Procura no llevar al perro nunca a la cama, pues de hacerlo así el perro siempre querrá ir allí. Aunque solo lo haga una vez, el animal se tomará como costumbre la invitación y, a buen seguro, el dueño se arrepentirá de haberlo hecho.

Para evitar que el perro pida comida en la mesa mientras el dueño y la familia come, lo mejor es no ofrecerle nada de comida. No hay nada peor que ver a un perro con mirada suplicante a las patas de la mesa donde la familia come y solicitando, por medio de un aullido, restos de algo.

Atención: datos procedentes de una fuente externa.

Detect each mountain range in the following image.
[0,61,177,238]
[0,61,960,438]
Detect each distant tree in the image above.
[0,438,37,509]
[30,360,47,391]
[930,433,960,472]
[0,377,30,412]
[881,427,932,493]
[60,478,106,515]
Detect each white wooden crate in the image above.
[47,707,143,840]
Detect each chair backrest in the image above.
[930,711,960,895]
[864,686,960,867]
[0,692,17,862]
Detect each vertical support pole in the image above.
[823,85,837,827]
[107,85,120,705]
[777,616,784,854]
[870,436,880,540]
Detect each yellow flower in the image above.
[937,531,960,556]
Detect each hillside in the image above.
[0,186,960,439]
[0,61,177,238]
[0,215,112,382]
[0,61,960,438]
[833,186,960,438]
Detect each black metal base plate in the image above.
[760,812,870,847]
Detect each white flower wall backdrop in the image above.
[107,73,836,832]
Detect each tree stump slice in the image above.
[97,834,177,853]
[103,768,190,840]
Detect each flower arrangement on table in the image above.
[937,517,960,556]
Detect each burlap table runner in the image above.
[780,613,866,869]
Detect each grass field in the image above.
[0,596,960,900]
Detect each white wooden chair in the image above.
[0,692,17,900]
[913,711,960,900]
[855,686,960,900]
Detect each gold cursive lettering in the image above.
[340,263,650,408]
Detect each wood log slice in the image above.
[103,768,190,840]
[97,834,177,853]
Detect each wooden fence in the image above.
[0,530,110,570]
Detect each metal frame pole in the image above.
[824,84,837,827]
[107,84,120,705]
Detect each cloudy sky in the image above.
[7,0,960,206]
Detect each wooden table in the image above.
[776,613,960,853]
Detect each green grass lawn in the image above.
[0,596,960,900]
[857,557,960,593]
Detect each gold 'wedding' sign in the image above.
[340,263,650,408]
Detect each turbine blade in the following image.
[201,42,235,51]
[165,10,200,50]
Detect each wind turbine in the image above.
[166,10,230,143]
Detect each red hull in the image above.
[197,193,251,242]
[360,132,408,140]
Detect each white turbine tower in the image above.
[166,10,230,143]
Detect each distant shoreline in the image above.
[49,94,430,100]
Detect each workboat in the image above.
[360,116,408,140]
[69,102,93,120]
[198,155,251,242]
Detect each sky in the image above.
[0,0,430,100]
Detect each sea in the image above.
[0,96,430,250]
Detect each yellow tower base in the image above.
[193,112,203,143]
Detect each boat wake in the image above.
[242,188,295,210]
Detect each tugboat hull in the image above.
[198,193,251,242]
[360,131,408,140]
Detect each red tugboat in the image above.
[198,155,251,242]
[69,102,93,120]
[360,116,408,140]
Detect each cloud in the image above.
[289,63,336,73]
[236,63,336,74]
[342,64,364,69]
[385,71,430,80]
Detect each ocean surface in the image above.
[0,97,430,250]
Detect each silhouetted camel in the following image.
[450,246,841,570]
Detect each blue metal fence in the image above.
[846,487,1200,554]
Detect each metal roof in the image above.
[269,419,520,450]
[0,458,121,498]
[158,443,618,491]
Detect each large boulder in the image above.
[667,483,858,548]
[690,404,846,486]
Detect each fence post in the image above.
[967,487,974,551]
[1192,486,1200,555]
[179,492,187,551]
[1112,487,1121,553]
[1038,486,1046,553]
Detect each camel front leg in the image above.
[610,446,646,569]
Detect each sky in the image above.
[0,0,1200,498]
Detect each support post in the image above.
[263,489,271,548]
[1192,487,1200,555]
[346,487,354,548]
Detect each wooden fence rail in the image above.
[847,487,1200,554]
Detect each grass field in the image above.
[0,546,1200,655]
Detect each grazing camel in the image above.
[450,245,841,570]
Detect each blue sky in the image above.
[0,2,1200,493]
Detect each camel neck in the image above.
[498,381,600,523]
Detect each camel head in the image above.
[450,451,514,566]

El propietario debe procurar que el can se familiarice cuanto antes con el collar y la correa. Primero debe dárselos para que los olfatee y juegue con ellos, es decir para que se familiarice y se divierta con el collar y la correa; de esta manera el perro se percatará de que se trata de elementos inofensivos a los que no tiene que temer. Muy pronto y gracias a la educación que le ha dado el dueño, el canino se familiarizará con ellos y asociará la correa con el acto de dar un paseo, llegando incluso al extremo de que será él mismo quien busque la correa cuando quiera dar una vuelta.

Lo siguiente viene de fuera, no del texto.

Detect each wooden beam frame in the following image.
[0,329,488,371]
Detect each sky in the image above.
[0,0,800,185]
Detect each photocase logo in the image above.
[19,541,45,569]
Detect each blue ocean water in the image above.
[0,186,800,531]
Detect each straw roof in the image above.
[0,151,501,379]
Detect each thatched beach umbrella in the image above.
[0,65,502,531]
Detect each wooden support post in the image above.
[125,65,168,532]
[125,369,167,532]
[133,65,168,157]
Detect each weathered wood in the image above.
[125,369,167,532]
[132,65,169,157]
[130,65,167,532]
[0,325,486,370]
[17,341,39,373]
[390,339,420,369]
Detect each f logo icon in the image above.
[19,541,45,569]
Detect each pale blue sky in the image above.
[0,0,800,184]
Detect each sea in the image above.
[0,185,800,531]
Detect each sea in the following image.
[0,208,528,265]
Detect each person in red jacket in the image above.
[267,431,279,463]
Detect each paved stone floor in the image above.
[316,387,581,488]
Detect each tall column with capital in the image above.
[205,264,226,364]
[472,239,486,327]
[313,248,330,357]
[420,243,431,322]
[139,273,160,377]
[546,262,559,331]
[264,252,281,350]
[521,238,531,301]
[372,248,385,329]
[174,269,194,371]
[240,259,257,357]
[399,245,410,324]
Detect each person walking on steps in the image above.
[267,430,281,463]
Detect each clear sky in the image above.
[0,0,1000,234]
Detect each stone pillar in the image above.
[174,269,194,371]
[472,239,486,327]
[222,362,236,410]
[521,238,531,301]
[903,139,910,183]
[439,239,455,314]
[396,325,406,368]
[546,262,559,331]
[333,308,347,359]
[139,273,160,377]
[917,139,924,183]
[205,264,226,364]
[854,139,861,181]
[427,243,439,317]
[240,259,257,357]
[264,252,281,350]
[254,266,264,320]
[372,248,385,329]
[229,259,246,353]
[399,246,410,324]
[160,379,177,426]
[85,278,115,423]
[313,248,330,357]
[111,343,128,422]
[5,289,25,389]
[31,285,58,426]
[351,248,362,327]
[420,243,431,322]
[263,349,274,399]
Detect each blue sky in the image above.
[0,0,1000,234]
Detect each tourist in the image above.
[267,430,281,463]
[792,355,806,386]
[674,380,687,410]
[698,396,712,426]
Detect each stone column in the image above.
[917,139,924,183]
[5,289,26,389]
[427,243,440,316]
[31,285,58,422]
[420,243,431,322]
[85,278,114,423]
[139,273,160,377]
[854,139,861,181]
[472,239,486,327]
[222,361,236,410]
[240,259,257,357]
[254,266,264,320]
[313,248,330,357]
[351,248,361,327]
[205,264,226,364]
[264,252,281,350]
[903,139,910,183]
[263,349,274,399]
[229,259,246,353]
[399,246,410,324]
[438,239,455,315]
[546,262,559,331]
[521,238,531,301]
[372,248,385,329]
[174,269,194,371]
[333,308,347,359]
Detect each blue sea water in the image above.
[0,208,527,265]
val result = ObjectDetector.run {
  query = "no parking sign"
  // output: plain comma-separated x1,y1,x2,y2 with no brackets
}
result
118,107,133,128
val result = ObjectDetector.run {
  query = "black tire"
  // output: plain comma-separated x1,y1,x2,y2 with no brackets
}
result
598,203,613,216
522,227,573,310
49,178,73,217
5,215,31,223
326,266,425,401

Se debe tener presente que el perro tiene tendencia a tirar de la correa hasta el sexto o séptimo mes de vida. En este sentido, no te debes impacientar, y debes dejar actuar al pequeño a su antojo.

La forma de caminar con el perro es en el lado izquierdo, es decir, el can a la izquierda del dueño. La manera de enseñarle a caminar junto al amo es que el dueño camine derecho, dejando que el perro vaya un poco por delante; una vez que el perro se encuentra adelantado, el dueño debe dar media vuelta procediendo a un ligero estirón de la correa. Justo en el giro, el perro notará un ligero estirón hacia atrás, entonces girará también, alcanzará al dueño y le sobrepasará.

Éstos son algunas de los pasos a seguir más necesarios para poder educar a un perro. El adiestramiento requiere este aprendizaje por parte del can.